Serait-ce parce qu’à sa naissance Yamina Zoutat dont les rhésus parentaux étaient incompatibles, a subi un « grand échange de sang » et porte dans ses veines la trace de son donneur inconnu, qu’elle a voulu filmer du sang ? Elle parle d’un désir profond et tenace, hantant ses rêves, que Chienne de rouge réalise, d’un film né de son propre corps de femme, défini par le sang des règles, impur pour les religions.
Réparation
Si elle n’apparaît pas à l’écran, Yamina Zoutat est omniprésente. Elle a 28 ans quand s’ouvre « le procès du sang contaminé » – comme si c’était le sang qui était accusé, remarque-t-elle. Elle a insisté malgré les réticences de sa rédaction, pour couvrir l’événement comme chroniqueuse judiciaire. Une consigne lui est donnée : « tu ne montreras pas de sang ». Drôle de procès non filmé, qui ne se déroule pas au Palais de justice, où les victimes ne peuvent pas se porter parties civiles et où « les juges sont des hommes politiques déguisés en juges ». Par les photos personnelles montrées plein écran, le film convoque les jeunes martyres du Sida, avant leur maladie. La voix off raconte leur histoire tragique, celle de ce sang prélevé sur la voie publique, transfusé sans analyses, celle de ces donneurs qui se croyaient de vie et furent de mort. Yamina Zoutat répare le silence imposé à l’époque.
Convergences
Comme une « chienne de rouge » – qui on l’apprend, est une chienne de chasse dressée à pister une bête blessée – la réalisatrice suit la trace. Dans les sous-bois sur le tapis mordoré des feuilles mortes. Dans les toilettes où gouttent les menstrues. Sur le sol où après l’attentat du Bataclan, des étudiants en médecine ensanglantés jouent le rôle de victimes. À l’hôpital où on transfuse, transplante, greffe. Dans les mariages mixtes où se mêlent les sangs. Dans le sourire édenté de sa fillette qui a perdu une dent de lait et retrouve le goût métallique de l’hémoglobine. Dans la mer écarlate où on harponne les gros poissons. Au cinéma où Nosfératu, triste vampire, plonge ses canines dans le cou d’Ellen, où indiens et cow-boys deviennent frères de sang et où l’ange Damiel des Ailes du désir éprouve par une plaie, la condition humaine. Documentaire hybride, tissant un réseau de destins, de vies au quotidien, d’événements exceptionnels, juxtaposant archives, images scientifiques, souvenirs filmiques et témoignages. Quête intime qui met les images en correspondance, en convergence.

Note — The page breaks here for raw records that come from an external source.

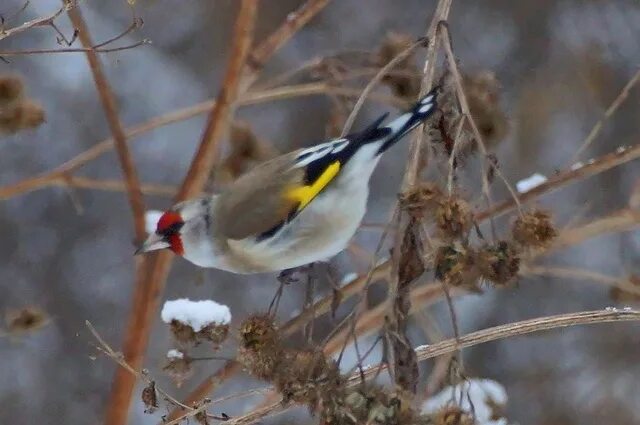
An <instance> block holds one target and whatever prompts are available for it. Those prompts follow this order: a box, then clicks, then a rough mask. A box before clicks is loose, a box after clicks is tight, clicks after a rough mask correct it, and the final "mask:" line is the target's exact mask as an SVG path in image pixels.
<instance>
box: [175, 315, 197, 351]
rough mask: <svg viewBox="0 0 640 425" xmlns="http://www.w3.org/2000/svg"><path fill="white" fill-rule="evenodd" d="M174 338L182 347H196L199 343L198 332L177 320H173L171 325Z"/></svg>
mask: <svg viewBox="0 0 640 425" xmlns="http://www.w3.org/2000/svg"><path fill="white" fill-rule="evenodd" d="M169 327H170V329H171V333H172V334H173V338H174V339H175V340H176V342H178V343H179V344H181V345H185V346H189V345H196V344H197V343H198V341H197V338H196V331H194V330H193V328H192V327H191V326H189V325H187V324H185V323H182V322H179V321H177V320H172V321H171V323H170V324H169Z"/></svg>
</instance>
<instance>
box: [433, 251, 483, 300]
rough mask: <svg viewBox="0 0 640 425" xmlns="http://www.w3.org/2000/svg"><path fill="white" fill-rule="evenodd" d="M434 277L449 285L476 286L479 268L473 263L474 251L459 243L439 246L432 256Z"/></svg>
mask: <svg viewBox="0 0 640 425" xmlns="http://www.w3.org/2000/svg"><path fill="white" fill-rule="evenodd" d="M434 270H435V276H436V279H439V280H440V281H442V282H444V283H446V284H447V285H451V286H463V287H465V288H469V289H477V288H478V279H479V278H480V270H479V269H478V267H477V265H476V263H475V252H474V251H473V250H472V249H471V248H466V247H462V246H459V245H446V246H441V247H439V248H438V249H437V250H436V254H435V257H434Z"/></svg>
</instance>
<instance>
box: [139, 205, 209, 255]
mask: <svg viewBox="0 0 640 425" xmlns="http://www.w3.org/2000/svg"><path fill="white" fill-rule="evenodd" d="M209 205H210V201H209V200H208V199H197V200H192V201H186V202H183V203H181V204H178V205H176V206H174V207H173V208H171V209H170V210H168V211H165V212H164V213H162V214H160V215H159V217H158V218H157V219H155V218H154V220H157V221H156V223H155V231H153V232H152V233H150V235H149V237H148V238H147V240H146V241H145V242H144V243H143V244H142V246H140V248H138V250H137V251H136V254H142V253H145V252H150V251H157V250H160V249H170V250H171V251H173V252H174V253H175V254H177V255H180V256H183V257H185V258H187V259H188V260H191V258H190V257H191V256H193V255H198V254H200V253H201V251H202V250H203V248H205V247H206V245H207V242H208V241H209V238H208V237H207V235H208V230H209V224H210V212H209ZM149 218H150V217H149V216H148V217H147V219H149ZM148 224H149V226H150V227H152V229H153V223H148Z"/></svg>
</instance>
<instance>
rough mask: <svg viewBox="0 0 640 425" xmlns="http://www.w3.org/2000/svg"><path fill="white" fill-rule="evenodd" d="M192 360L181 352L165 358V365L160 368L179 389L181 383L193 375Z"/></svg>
mask: <svg viewBox="0 0 640 425" xmlns="http://www.w3.org/2000/svg"><path fill="white" fill-rule="evenodd" d="M176 351H177V350H176ZM192 363H193V359H192V358H191V357H189V356H188V355H187V354H186V353H185V352H183V351H177V353H176V355H171V356H168V357H167V364H166V365H165V366H164V367H163V368H162V369H163V370H164V371H165V372H167V374H168V375H169V376H170V377H171V379H173V381H174V382H175V383H176V386H178V387H181V386H182V383H183V382H184V381H186V380H187V379H189V378H190V377H191V375H193V367H192V365H191V364H192Z"/></svg>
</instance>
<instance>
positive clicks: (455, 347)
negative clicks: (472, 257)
mask: <svg viewBox="0 0 640 425" xmlns="http://www.w3.org/2000/svg"><path fill="white" fill-rule="evenodd" d="M637 320H640V311H636V310H611V311H609V310H596V311H584V312H579V313H569V314H560V315H557V316H547V317H540V318H536V319H530V320H524V321H521V322H515V323H509V324H507V325H500V326H495V327H492V328H488V329H483V330H481V331H477V332H472V333H470V334H467V335H464V336H461V337H460V338H458V339H456V338H452V339H447V340H445V341H441V342H438V343H435V344H432V345H428V346H424V347H420V348H419V349H417V350H416V355H417V358H418V360H420V361H422V360H427V359H430V358H433V357H438V356H442V355H445V354H450V353H453V352H455V351H456V350H459V349H461V348H468V347H473V346H475V345H479V344H484V343H487V342H491V341H496V340H500V339H506V338H511V337H514V336H521V335H527V334H530V333H534V332H540V331H545V330H550V329H558V328H564V327H569V326H578V325H588V324H597V323H610V322H622V321H637ZM386 368H387V366H386V365H384V364H381V365H379V366H378V367H371V368H367V369H366V370H364V371H363V373H364V375H365V377H366V378H372V377H374V376H375V375H377V374H378V373H379V371H380V370H384V369H386ZM348 382H349V384H350V385H351V386H356V385H360V382H361V373H360V372H359V371H358V372H355V373H354V374H352V375H351V376H350V377H349V380H348ZM287 407H288V406H286V405H283V404H282V403H273V404H271V405H269V406H266V407H263V408H261V409H259V410H254V411H253V412H250V413H249V414H247V415H244V416H241V417H238V418H235V419H233V420H231V421H229V423H233V424H248V423H252V422H253V421H256V420H258V419H260V418H263V417H266V416H269V415H272V414H275V413H279V412H282V411H283V410H285V409H286V408H287Z"/></svg>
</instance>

Comme le flux sanguin, le film circule. Mohamed, un convoyeur de sang sillonne Paris de nuit pour livrer les poches du précieux liquide dans des caissons isothermes. On suit la professeure de médecine Nguyen, d’origine vietnamienne, spécialisée en greffes, jusque dans sa famille. On écoute son père qui pose les questions d’intégration, d’identité et de dissolution. On entend une greffée dont la famille a été exterminée à Auschwitz, lire sa bouleversante lettre à un donneur allemand. Par intermittence le rouge envahit l’écran et un cœur pulse à gros battements. C’est le leur. C’est le nôtre. Et c’est notre humaine condition.